Zoran ha avuto anche il merito e l’intuito commerciale, assieme a  Danilo Lupinc viticoltore di Prepotto, di essere fra il primo a commercializzare i vini in bottiglia sul Carso e a Trieste, puntando su un’enologia che garantisse la pulizia e la qualità, utilizzando per le fermentazioni cemento e poi acciaio. La famiglia Parovel, con lo spirito di innovazione che l’ha sempre contraddistinta, ha fondato anche il primo frantoio privato in provincia di Trieste nella vicina zona artigianale di Dolina, ora sede di tutta la loro produzione olivicola.

L’azienda Parovel, è anche molta attenta alla promozione culturale: spesso in cantina, oltre alle degustazioni e alle cene a tema, si organizzano spettacoli teatrali, concerti, mostre d’arte.  Trovo sempre molto affascinante e rasserenante questo connubio tra arte e vino, questo amore smisurato per la terra e per i suoi frutti, questo amore per un mondo rurale ancora possibile.

Due parole sui vini Parovel

Vitovska, Terrano, Refosco o l’uvaggio di Malvasia istriana e Glera sono sempre un gran bel bere, ma sono due i vini di Parovel che annovero tra i miei bianchi del cuore, la Malvasia Poje Barde e il Matos Nonet Barde. Per la Malvasia, ho avuto il privilegio di assaggiare l’annata 2015 sorseggiandola con i piedi a mollo dentro il torrente Rosandra. Un assaggio indimenticabile per una Malvasia unica che nella Val Rosandra acquisisce particolari note fumè e saline che la  rendono immediatamente riconoscibile. E poi c’è il Matos Nonet Barde, attualmente disponibile nell’annata 2013, uvaggio da vitigni Malvasia Istriana (60%), Sauvignon (30%), Semillon (10%). Questo vino originariamente si chiamava solo Matos, perché voleva essere un vino un po’ particolare, un po’ matto. L’idea in realtà, richiamava un modello di lavoro antico, legato alle tradizioni e alla cultura del vino che si faceva da queste parti. Diventò poi Matos  Nonet perché alla presentazione della prima annata suonò all’evento il “nonetto” del paese in cui ha origine la famiglia Parovel. La festa riuscì benissimo e la musica fu talmente piacevole che si decise di legare il nome del vino a quel gruppo di musicisti  del paese.

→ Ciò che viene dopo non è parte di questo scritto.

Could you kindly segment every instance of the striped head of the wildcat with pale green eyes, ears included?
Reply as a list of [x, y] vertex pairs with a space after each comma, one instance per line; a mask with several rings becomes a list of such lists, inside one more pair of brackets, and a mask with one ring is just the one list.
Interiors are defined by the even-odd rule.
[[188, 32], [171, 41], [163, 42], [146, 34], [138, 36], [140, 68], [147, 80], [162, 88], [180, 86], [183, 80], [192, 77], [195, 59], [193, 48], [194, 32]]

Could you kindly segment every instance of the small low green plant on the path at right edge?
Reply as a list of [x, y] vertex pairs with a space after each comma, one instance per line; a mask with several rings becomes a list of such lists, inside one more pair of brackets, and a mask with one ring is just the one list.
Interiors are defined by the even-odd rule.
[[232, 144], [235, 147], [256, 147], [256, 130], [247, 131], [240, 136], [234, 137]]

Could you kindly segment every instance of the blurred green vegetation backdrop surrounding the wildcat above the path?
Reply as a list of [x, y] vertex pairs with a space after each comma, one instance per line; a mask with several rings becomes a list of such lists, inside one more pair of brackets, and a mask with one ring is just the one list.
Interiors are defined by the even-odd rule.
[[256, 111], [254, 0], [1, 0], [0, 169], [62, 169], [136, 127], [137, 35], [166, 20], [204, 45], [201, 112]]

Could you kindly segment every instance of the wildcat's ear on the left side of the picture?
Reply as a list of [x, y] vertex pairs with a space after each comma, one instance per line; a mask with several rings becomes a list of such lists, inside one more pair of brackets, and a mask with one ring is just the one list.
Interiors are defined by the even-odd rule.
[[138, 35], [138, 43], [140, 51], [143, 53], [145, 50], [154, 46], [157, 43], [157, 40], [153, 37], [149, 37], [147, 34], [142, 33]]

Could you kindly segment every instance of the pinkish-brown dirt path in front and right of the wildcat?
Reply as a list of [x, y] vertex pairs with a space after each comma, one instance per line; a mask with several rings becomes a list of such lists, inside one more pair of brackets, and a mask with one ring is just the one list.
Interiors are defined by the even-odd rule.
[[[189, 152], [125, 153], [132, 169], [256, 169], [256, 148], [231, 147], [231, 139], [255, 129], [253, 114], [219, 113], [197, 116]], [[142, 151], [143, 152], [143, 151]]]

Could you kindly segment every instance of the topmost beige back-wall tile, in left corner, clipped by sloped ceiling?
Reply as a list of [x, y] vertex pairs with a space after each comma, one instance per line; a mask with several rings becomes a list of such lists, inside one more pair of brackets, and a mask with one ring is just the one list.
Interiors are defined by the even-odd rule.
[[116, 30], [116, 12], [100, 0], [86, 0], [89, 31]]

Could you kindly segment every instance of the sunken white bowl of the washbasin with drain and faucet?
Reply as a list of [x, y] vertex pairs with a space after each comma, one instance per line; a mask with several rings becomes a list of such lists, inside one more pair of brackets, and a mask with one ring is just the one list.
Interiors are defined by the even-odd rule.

La macerazione sulle bucce qui è davvero usata da Euro con sapiente maestria, tanto da allontanarlo dagli stereotipi del genere; completa l’opera quel 10% di uva Semillon, attaccata da muffe nobili come la Botrytis Cinerea, in grado regalare uno dei vini più intensi e romantici che arrivano dall’area giuliana.